Luxemburg - Während das Ausmaß des europaweiten Betrugs mit als Rindfleisch deklariertem Pferdefleisch noch völlig unklar ist, äußert sich Lidl Deutschland zu seinen Lieferanten.

Die Behörden in Frankreich und anderen EU-Staaten wissen bisher nicht, seit wann und in welchem Umfang Pferdefleisch als Rindfleisch verkauft wurde. „Das kann man nur sehr schwer feststellen“, sagte der Leiter der luxemburgischen Veterinärinspektion, Felix Wildschütz, am Montag der Nachrichtenagentur dpa. Vor allem in Frankreich suchten die Behörden ältere Lagerbestände von Tiefkühlkost, um Proben zu entnehmen und auch die möglicherweise verwendeten Mengen von Pferdefleisch abschätzen zu können.

Wildschütz bestätigte, das in Capellen (Luxemburg) ansässige Unternehmen Tavola habe das Pferdefleisch verarbeitet.
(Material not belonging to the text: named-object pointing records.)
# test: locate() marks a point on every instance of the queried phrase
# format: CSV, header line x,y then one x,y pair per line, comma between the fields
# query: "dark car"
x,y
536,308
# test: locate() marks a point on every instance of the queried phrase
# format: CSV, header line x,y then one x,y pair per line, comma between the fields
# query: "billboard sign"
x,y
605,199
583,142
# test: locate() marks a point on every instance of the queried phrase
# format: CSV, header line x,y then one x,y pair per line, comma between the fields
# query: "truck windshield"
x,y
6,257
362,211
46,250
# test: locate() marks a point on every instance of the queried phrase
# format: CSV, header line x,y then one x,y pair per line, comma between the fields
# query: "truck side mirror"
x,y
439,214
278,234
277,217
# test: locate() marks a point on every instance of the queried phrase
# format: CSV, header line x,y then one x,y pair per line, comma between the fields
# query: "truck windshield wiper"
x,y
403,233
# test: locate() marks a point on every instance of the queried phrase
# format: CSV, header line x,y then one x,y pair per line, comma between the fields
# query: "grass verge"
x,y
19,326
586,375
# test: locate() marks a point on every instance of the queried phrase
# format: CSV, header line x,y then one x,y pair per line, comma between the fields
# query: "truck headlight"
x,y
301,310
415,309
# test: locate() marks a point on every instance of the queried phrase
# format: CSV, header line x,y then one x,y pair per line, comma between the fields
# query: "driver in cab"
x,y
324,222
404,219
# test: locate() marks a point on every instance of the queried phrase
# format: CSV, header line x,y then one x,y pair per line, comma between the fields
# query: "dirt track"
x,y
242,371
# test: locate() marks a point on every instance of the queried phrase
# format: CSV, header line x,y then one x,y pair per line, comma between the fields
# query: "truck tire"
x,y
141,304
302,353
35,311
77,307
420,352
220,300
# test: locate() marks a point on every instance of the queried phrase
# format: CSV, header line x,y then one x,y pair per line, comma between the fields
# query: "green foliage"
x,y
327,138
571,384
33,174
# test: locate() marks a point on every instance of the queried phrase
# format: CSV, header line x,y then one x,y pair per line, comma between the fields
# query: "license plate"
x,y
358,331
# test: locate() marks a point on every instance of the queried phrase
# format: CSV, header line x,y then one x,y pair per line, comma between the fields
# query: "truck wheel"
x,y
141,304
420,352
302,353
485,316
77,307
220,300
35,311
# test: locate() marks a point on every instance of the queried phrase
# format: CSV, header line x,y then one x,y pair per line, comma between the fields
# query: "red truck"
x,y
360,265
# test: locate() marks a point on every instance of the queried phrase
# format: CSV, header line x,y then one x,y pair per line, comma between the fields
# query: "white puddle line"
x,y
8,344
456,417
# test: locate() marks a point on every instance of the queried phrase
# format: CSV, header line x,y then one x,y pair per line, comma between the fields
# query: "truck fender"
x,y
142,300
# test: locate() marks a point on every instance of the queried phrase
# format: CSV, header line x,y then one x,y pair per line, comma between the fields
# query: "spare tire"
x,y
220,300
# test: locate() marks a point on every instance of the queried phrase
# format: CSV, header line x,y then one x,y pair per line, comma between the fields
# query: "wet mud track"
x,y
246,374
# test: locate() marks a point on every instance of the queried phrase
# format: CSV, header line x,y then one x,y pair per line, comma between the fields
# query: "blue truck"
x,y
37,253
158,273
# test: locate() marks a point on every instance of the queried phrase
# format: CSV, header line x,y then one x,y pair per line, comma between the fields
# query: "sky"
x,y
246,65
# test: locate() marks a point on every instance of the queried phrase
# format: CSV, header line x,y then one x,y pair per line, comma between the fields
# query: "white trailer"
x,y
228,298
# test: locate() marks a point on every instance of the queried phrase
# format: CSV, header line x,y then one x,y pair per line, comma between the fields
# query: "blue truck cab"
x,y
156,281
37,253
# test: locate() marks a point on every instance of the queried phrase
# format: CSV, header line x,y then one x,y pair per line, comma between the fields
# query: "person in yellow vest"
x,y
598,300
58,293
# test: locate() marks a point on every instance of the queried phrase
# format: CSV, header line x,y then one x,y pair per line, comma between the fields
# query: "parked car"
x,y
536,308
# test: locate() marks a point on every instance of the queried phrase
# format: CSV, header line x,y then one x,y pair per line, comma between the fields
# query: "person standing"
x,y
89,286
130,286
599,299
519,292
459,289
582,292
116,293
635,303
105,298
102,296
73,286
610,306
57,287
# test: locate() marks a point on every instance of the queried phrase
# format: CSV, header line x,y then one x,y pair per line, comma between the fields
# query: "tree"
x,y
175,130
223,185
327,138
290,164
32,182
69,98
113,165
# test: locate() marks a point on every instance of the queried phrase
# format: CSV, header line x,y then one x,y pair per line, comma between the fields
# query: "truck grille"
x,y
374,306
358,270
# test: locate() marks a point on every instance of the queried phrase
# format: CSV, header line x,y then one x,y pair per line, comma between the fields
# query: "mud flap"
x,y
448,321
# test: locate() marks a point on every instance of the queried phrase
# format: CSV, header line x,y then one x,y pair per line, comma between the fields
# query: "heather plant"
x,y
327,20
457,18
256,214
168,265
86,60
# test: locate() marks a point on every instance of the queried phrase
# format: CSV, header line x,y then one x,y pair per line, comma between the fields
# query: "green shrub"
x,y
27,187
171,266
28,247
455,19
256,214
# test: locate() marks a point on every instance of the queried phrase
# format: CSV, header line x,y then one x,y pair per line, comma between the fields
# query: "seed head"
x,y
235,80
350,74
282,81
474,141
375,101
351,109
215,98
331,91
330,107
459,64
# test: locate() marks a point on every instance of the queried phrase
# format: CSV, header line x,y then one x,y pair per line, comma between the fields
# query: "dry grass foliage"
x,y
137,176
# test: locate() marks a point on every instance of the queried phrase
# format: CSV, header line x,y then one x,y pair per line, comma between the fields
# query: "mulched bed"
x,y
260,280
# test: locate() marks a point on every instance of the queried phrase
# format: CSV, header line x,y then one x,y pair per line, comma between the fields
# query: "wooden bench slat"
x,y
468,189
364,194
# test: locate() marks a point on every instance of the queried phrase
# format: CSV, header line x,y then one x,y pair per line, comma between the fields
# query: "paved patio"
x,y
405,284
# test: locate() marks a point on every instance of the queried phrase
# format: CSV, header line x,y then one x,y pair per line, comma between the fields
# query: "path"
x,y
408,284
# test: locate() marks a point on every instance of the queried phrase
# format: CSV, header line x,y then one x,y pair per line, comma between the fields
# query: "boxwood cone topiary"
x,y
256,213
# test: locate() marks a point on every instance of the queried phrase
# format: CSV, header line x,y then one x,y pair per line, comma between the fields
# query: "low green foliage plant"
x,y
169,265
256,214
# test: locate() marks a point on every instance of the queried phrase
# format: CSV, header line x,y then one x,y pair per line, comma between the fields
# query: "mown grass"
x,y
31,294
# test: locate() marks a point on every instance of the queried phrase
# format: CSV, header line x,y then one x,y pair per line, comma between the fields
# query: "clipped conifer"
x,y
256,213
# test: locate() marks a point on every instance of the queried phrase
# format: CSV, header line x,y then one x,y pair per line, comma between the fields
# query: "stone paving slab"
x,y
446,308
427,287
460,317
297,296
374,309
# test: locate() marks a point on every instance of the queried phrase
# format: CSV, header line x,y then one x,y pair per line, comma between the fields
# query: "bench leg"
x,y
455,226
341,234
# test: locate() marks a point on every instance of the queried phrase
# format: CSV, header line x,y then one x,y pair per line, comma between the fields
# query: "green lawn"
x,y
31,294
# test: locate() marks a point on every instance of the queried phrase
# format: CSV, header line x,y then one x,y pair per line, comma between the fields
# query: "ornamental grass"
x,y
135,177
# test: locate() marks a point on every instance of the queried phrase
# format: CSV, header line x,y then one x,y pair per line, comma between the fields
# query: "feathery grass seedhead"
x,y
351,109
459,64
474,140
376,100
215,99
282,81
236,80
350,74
Nach bisherigen Feststellungen seiner Behörden kämen „etwa 20 Tonnen in Frage“. Tavola sei Opfer eines Betruges geworden: „Das Unternehmen hat Rindfleisch bestellt. Und es hat gefrorene Fleischblöcke erhalten, die als Rindfleisch gekennzeichnet waren.“ Das luxemburgische Unternehmen stellte mit dem Fleisch unter anderem Lasagne- und Moussaka-Fertiggerichte her, die dann unter dem Namen großer Marken in den Handel kamen.

Die als Rindfleisch-Frikadellen gekennzeichneten Burger wurden unter anderem bei den Discountern Aldi und Lidl in Großbritannien und Irland verkauft, wie die irische Lebensmittelaufsicht FSAI am Dienstagabend mitteilte. Sprecher von Lidl und Aldi in Deutschland versicherten, dass Produkte in Deutschland nicht betroffen seien.

Pferdefleisch für Lidl in Deutschland kein Thema

Pferdefleisch ist beim Discounter Lidl in Deutschland kein Thema. Lidl Deutschland beobachte die Situation aber sehr aufmerksam, teilte eine Unternehmenssprecherin am Montag in Neckarsulm mit. „Lidl Deutschland arbeitet mit keinem der aktuell in der Berichterstattung genannten Lieferanten zusammen“, betonte der Discounter. Auch sonst gebe es in den deutschen Filialen keine Produkte aus Pferdefleisch.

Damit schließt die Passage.